Several kits are useful for assembling the fluid end J 200 . A first kit comprises the first body J 202 and the second body J 204 . The first kit may also comprise the fastening system described with reference to FIG. 165 to attach the bodies J 202 and J 204 . The first kit may further comprise the components J 213 or J 221 , removable box glands J 240 , sealing arrangements J 234 , retainer elements J 215 , J 223 or J 252 , fastening system J 217 , J 225 or the fastening system used with the box gland J 240 , packing nuts J 254 , and/or plungers J 258 , described herein.

The bodies J 202 and J 204 may be formed of the same material as the bodies J 20 and J 22 . Likewise, the bodies J 202 and J 204 may be manufactured in the same manner as the bodies J 20 and J 22 .

The plurality of washers used with each fastening system J 92 and J 104 , shown in FIGS. 155 - 158 , 161 and 162 , may be configured to allow a large amount of torque to be applied to the nuts without using a reaction arm. Instead, the washer itself may serve as the counterforce needed to torque a nut onto a stud. Not having to use a reaction arm increases the safety of the assembly process. The same is true for the washers that may be used with the fastening system described with reference to FIG. 164 .

The nuts used with the fastening systems J 92 and J 104 may also comprise a hardened inner layer to help reduce galling between the threads of the nuts and studs during the assembly process. The same is true for the nuts that may be used with the fastening system described with reference to FIG. 164 . An example of the above described washers, nuts, and methods are described in Patent Cooperation Treaty Application Ser. No. PCT/US2017/020548, authored by Junkers, et al.

Changes may be made in the construction, operation and arrangement of the various parts, elements, steps and procedures described herein. For example, certain embodiments of the second fluid end body piece (or pieces) are described above as “flangeless.” In other embodiments, a minimally flanged fluid end body piece may also be utilized. Consider the surface dimension of the wider portion of the flanged piece to the narrower portion of the piece—for example, the height of the portion of flange J 302 in FIG. 166 to the height of the narrower portion that engages with the first body piece.

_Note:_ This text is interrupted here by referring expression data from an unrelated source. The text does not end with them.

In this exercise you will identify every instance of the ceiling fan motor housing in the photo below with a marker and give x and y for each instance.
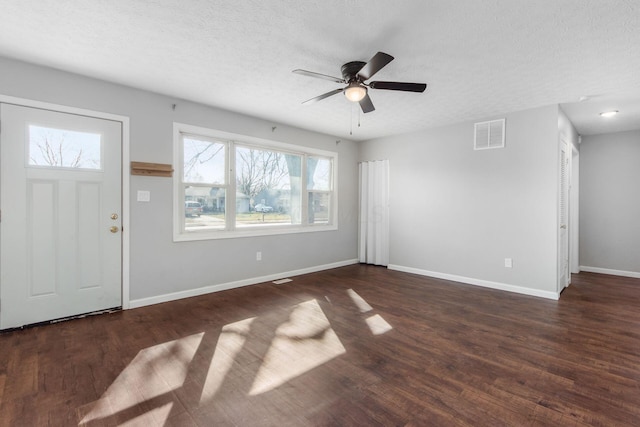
(350, 70)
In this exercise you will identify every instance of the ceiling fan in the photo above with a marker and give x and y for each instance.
(354, 75)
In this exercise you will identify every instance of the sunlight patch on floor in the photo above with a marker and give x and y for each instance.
(360, 302)
(378, 325)
(156, 416)
(230, 342)
(155, 371)
(301, 344)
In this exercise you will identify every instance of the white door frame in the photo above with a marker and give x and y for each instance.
(125, 175)
(565, 261)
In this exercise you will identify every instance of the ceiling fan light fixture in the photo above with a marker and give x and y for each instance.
(355, 92)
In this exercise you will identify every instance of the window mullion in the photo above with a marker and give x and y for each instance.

In one set of embodiments, the ratio r of the height (or other corresponding surface dimension) of the narrower portion to the height (or other corresponding surface dimension) of the wider portion may be 0.90<r<1.0; in other embodiments the ratio r may be 0.95<r<1.0.

The various features and alternative details of construction of the apparatuses described herein for the practice of the present technology will readily occur to the skilled artisan in view of the foregoing discussion, and it is to be understood that even though numerous characteristics and advantages of various embodiments of the present technology have been set forth in the foregoing description, together with details of the structure and function of various embodiments of the technology, this detailed description is illustrative only, and changes may be made in detail, especially in matters of structure and arrangements of parts within the principles of the present technology to the full extent indicated by the broad general meaning of the terms in which the appended claims are expressed.